There is sufficient evidence that PCB exposure is associated with disease development in children, whereas a study from 2012 equally recommends that additional prenatal OC exposures including HCH, DDE, and DDT have been related to being overweight at 6.5 years of age (Valvi et al., 2012). HCH isomers are also classified as potential human carcinogens and endocrine disruptors with established teratogenic, mutagenic, and genotoxic effects. They are rapidly absorbed from the gastrointestinal tract, and they crossed the placental barrier and are also transferred into breast milk. γ-HCH has the most acute neurotoxicity followed by α-HCH, whereas less β-HCH permeates the central nervous system (Berntssen et al., 2017). In our study, β-HCH was more prevalent in the population compared to the other two isomers (α and γ), yet we observed a linear association of γ-HCH with MYC and CYP2D6 gene downregulation. Our previous study reported the prospective molecular effects of HCH exposure on a genomic level with possible molecular impairments and disease risks (Mitra et al., 2012). And finally, the effect of DDE and DDT has been extensively studied for their toxicity and carcinogenicity in animals and humans, and as endocrine disruptors (Harada et al., 2016). We also detected high amounts of DDE and DDT exposure in the study population. The level of exposure also correlated with downregulation of the LEPR gene, which is also corroborated with the earlier studies in the Slovak cohort (Ghosh et al., 2013; 2015).

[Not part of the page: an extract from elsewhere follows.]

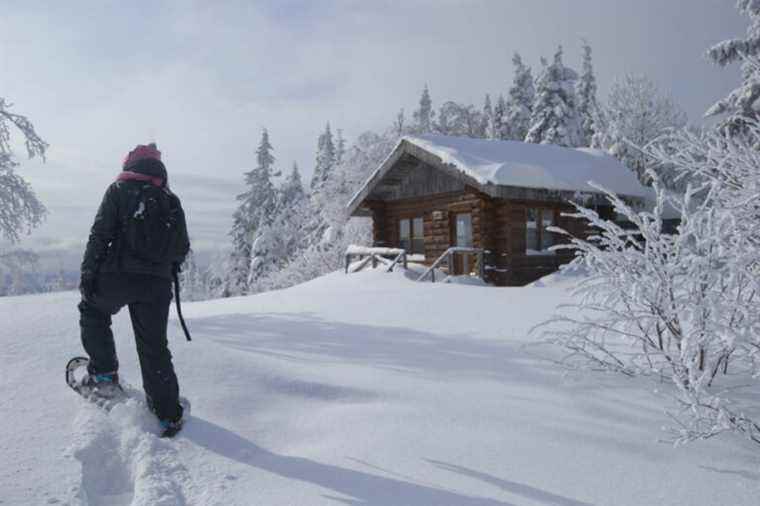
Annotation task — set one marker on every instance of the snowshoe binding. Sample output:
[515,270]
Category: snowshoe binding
[101,389]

In conclusion, our results suggest that environmental exposures to persistent organochlorine pollutants, especially PCBs, are associated with measurable effects on gene expression levels at the age of 45 months. In our Slovakian cohort, there are also consistent effects of male gender, Roma ethnicity, and higher BMI levels on gene expression patterns. Taken together, the results have implications for the future health of these children, for whom attentive surveillance is warranted for the future development of metabolic syndrome and other multi-systemic diseases including cancer. Efforts to mitigate such health effects of the legacy of environmental pollution must also be strengthened and extended to other regions and populations around the globe. The identification of any health disparities, i.e., the vulnerability of the Roma children in our study, must also be emphasized in such ongoing and future research, together with interventions to reduce the health consequences of such disparities. Finally, we emphasize the importance of biomarker-based approaches to future research on genetic susceptibility.